Il vitalizio è un assegno che il parlamentare raggiunta la metà della legislatura riceve per tutta la vita una volta raggiunti i requisiti di anzianità. Secondo il regolamento di Palazzo Madama, il senatore riceve la “pensione” se ha svolto 5 anni di attività legislativa e se ha raggiunto i 65 anni. “Per ogni anno di mandato oltre il quinto”, si legge, “il requisito anagrafico è diminuito di un anno sino al minimo inderogabile di 60 anni”. L’ordine del giorno era firmato da Giuseppe Esposito, Pietro Langella, Federica Chiavaroli e Laura Bianconi. “Tenuto conto dello stato dell’esame”, recitava l’ordine del giorno poi ritirato, “ormai in fase avanzata, della riforma della Costituzione volta al superamento del bicameralismo paritario ed i particolare della struttura e dei compiti che assumerà il nuovo Senato delle autonomie”, i senatori chiedono al collegio dei questori e all’ufficio di presidenza di “valutare l’opportunità di consentire in via eccezionale e straordinaria, con una norma di natura transitoria, la possibilità per i parlamentari in caso di scioglimento anticipato della legislatura XVII di versare i contributi necessari per il completamento del quinquennio”.
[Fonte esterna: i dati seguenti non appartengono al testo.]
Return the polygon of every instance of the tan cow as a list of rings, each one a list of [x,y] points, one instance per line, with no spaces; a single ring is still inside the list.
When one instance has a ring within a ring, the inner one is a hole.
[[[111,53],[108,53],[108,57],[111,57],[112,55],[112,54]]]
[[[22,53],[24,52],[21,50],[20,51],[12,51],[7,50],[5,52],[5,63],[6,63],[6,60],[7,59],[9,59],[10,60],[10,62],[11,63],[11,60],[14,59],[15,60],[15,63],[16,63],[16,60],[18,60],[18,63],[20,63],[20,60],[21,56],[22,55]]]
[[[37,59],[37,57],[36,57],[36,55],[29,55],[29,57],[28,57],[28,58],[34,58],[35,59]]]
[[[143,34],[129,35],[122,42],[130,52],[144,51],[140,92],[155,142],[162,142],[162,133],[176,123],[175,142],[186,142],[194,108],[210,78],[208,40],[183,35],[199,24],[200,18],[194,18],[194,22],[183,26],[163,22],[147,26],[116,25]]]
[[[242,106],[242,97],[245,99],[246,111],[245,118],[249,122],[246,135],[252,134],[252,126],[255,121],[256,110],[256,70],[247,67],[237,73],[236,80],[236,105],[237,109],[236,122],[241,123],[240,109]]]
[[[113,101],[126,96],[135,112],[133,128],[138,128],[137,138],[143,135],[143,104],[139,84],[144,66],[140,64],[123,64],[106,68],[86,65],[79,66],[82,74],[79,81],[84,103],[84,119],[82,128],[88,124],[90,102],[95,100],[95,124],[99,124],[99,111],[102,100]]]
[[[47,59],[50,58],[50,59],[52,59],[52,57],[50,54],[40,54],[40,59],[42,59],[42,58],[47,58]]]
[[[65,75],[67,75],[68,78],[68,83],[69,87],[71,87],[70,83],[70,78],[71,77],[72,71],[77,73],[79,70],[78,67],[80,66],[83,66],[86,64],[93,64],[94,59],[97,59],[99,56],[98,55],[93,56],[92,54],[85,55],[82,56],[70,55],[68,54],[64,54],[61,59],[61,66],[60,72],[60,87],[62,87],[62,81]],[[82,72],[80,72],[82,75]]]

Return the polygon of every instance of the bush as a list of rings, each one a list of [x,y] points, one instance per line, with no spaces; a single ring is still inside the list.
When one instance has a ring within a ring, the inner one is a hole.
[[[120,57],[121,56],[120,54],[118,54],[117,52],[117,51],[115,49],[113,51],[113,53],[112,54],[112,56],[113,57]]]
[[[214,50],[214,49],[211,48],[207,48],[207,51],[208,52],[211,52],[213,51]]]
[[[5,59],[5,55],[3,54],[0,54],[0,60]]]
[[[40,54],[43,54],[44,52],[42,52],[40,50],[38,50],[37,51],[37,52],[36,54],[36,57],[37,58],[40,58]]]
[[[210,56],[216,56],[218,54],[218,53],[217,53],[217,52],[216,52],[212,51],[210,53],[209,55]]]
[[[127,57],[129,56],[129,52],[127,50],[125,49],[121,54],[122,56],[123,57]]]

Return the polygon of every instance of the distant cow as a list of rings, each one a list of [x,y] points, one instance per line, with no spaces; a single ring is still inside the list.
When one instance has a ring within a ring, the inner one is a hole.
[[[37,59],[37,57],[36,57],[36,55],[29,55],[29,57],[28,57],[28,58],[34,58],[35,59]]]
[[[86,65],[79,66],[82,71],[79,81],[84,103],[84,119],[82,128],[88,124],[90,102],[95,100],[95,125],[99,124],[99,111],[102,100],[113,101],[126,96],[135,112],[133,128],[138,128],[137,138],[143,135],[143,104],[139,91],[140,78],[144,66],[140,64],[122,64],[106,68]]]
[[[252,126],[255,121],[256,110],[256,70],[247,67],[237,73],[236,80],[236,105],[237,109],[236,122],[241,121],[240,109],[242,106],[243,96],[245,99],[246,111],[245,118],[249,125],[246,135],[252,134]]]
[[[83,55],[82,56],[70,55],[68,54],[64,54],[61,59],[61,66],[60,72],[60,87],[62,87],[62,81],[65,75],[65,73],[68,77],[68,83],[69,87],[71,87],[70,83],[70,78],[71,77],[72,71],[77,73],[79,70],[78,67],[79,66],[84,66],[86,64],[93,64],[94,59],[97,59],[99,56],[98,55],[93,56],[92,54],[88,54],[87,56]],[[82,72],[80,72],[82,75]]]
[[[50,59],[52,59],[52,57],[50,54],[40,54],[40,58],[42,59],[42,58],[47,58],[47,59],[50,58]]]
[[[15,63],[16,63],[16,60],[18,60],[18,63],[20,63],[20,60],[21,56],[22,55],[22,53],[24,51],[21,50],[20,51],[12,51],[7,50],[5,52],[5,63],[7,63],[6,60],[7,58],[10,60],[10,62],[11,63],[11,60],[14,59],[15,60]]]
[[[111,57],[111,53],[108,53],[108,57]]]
I vitalizi dei parlamentari costano allo Stato circa 200 milioni ogni anno. Le casse pubbliche invece devono corrispondere annualmente 170 milioni solo per gli stipendi d’oro dei consiglieri regionali. A cercare di mettere un freno alla situazione era stato il governo Monti che ha sospeso i vitalizi per gli eletti in Regione, anche se solo a partire dal 2014 (salvando tutti quelli che già lo ricevevano). Tra le proposte di legge depositate in Parlamento c’è anche quella del sottosegretario all’Economia di Scelta Civica Enrico Zanetti che propone un tetto agli stipendi e il taglio dei vitalizi per eletti in regione e parlamentari. E questa volta la norma sarebbe “retroattiva”.
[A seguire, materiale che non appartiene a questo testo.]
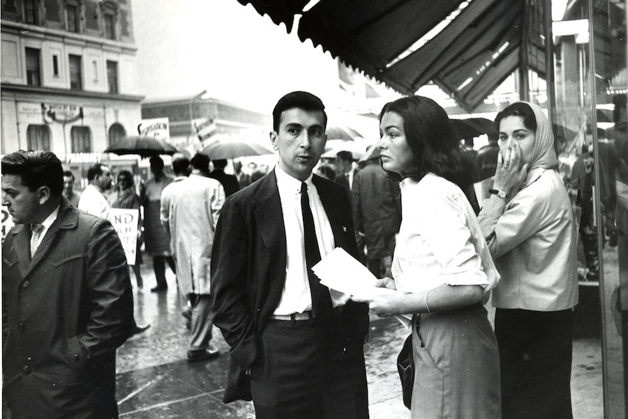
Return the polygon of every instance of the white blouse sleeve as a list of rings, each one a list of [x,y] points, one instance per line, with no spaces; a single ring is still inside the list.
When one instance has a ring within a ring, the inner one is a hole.
[[[442,268],[440,280],[448,285],[489,285],[481,259],[472,242],[464,205],[451,194],[433,191],[417,206],[418,234]]]

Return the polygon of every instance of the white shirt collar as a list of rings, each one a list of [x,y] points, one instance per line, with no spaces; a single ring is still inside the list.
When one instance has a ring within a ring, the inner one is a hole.
[[[277,188],[281,193],[297,195],[301,193],[301,181],[287,174],[279,167],[279,165],[275,166],[275,174],[277,176]],[[308,190],[311,190],[312,189],[313,176],[311,173],[308,178],[304,181],[308,185]]]

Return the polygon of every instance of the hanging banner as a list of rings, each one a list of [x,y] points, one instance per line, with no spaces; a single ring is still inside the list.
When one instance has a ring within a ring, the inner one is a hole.
[[[196,135],[201,142],[204,142],[206,139],[216,132],[217,127],[213,118],[195,121],[193,124]]]
[[[110,221],[114,226],[124,253],[126,254],[126,263],[135,264],[137,252],[137,222],[140,220],[140,211],[135,209],[111,208]]]
[[[170,127],[167,118],[142,119],[137,123],[137,133],[142,137],[152,137],[170,142]]]
[[[45,122],[70,123],[83,118],[83,107],[76,105],[41,104],[41,113]]]

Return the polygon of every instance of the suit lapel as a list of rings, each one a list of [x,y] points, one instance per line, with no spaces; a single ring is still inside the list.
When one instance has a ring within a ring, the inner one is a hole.
[[[282,267],[281,269],[285,271],[285,229],[274,170],[258,181],[264,182],[257,195],[253,197],[259,205],[255,210],[258,231],[268,250],[270,260],[273,261],[271,266]]]
[[[326,188],[318,176],[315,175],[312,178],[312,182],[316,186],[320,201],[322,203],[325,213],[329,220],[331,231],[334,233],[334,243],[336,247],[344,247],[345,243],[343,233],[347,231],[347,226],[345,225],[343,222],[343,213],[338,199],[334,196],[333,191]]]
[[[31,228],[28,224],[23,224],[14,233],[13,250],[17,255],[20,271],[22,277],[26,276],[29,265],[31,264]]]

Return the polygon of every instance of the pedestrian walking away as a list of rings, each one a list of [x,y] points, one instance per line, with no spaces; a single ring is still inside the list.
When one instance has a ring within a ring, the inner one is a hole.
[[[211,254],[216,324],[231,346],[223,401],[253,399],[258,419],[368,418],[366,304],[311,271],[357,248],[344,189],[313,175],[327,115],[311,93],[273,111],[274,169],[225,202]]]
[[[412,317],[412,419],[500,418],[497,342],[484,296],[499,274],[463,192],[473,162],[445,111],[422,96],[380,114],[382,167],[401,182],[393,278],[403,291],[365,299],[379,316]]]
[[[218,181],[202,174],[209,164],[204,154],[192,158],[189,177],[183,176],[177,162],[177,181],[161,194],[161,222],[177,264],[179,289],[188,300],[186,309],[187,303],[190,304],[189,311],[184,313],[189,312],[192,337],[187,359],[193,362],[218,355],[210,344],[209,269],[214,232],[225,202],[225,191]]]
Una prima occasione di risparmio per il Parlamento sarà però già domani nella discussione del Bilancio. Tra gli ordini del giorno presentati infatti ci sarà anche un ordine del giorno a firma di Vito Petrocelli e Mario Giarrusso (M5S): i due parlamentari chiedono che sia sospesa la “pensione” ai senatori condannati “decaduti o cessati dal mandato”: “Sarà il giorno della verità”, dicono i grillini. “su questa proposta di onesto buonsenso, sono state raccolte dalla campagna Riparte il Futuro oltre 200mila adesioni. Qualcuno avrà il coraggio di votare contro?”. Il provvedimento dovrebbe colpire gli ex senatori condannati per ” gravi reati, come i reati fiscali e tributari, contro la pubblica amministrazione, contro l’amministrazione della giustizia e connessi all’attività mafiosa”.